Although Kurland was no stranger to the Garden, he still marveled at the atmosphere. There were more than 18,000 fans in the stands for the title game.
"There was smoke up to the ceiling," he said. "it was so thick you couldn't see the rafters."
However, Kurland had no trouble seeing the basket. It quickly became apparent that NYU did not have an answer for Kurland. He dominated both ends of the court, even as the Violets used some hot shooting to take a 19-14 lead. The Aggies tightened their defense and pulled ahead, 26-21, by halftime.
Oklahoma A&M pushed the lead to 11 points, 37-26, after six minutes of the second half. Twice the Violets cut the deficit to four points, but that's as close as they came. The final score, 49-45, was a tribute to Iba's sound strategy and Kurland's brilliance.
The big center scored 22 points and limited Schayes to six. Still, he complimented the youngster.
"I wouldn't have liked playing against him when he was a senior," said Kurland, recipient of the outstanding-player award in the NCAA's showcase event.

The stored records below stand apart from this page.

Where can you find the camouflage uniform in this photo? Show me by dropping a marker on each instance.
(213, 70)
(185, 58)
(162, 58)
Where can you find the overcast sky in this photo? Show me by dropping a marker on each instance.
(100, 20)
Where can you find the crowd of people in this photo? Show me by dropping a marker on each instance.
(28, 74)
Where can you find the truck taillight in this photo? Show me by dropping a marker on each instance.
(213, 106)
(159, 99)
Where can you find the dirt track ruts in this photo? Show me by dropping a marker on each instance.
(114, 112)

Three years after he tried out for a scholarship before a doubting coach, Kurland had reached a pinnacle of college basketball. But his season wasn't finished. By virtue of its title, Oklahoma A&M would represent the NCAA in the third and last of the Red Cross benefit games. The opponent would be DePaul, the NIT champion. The Demons' star, of course, was Mikan, the other dominant center in the nation.
It was billed as the "Game of the Century," even though the century wasn't half over.

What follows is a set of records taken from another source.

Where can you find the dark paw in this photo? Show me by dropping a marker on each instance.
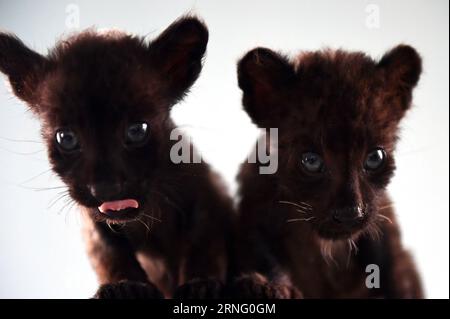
(200, 289)
(128, 290)
(257, 286)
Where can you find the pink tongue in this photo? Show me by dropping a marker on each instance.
(118, 205)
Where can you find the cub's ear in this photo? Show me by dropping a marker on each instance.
(23, 66)
(265, 78)
(402, 67)
(177, 55)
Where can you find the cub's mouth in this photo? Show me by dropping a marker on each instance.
(119, 210)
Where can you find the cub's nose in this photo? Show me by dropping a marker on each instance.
(349, 215)
(104, 191)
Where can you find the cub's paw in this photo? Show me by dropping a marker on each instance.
(128, 290)
(257, 286)
(200, 288)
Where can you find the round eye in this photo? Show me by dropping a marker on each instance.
(137, 133)
(67, 140)
(312, 162)
(375, 159)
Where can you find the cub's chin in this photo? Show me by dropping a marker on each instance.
(332, 231)
(117, 212)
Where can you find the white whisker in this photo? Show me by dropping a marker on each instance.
(299, 219)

Kurland was the more agile of the two and a better jumper. Mikan was stronger and he wielded his elbows with devastating force. Kurland was more inclined to pass; Mikan, who scored a Garden-record 53 points against Rhode Island in an NIT semifinal, was more likely to shoot.
In this showdown, both were inclined to foul.
To the fans who contributed more than $40,000 to the cause, the matchup was a major disappointment. Mikan drew his fifth foul after 14 minutes, leaving the game with a 9-7 edge against Kurland in their personal scoring duel. Kurland finished with 14 points (and four fouls) as the Aggies rallied from a 26-21 halftime deficit to a 52-44 victory.
"I know it was a disappointment to the fans," Kurland said. "They had expected 'the duel' to go on for the full 40 minutes. But I take pride in the victory."
That was one of the lessons he had been taught by Henry Iba, who had picked it up along the way in his on-the-job training.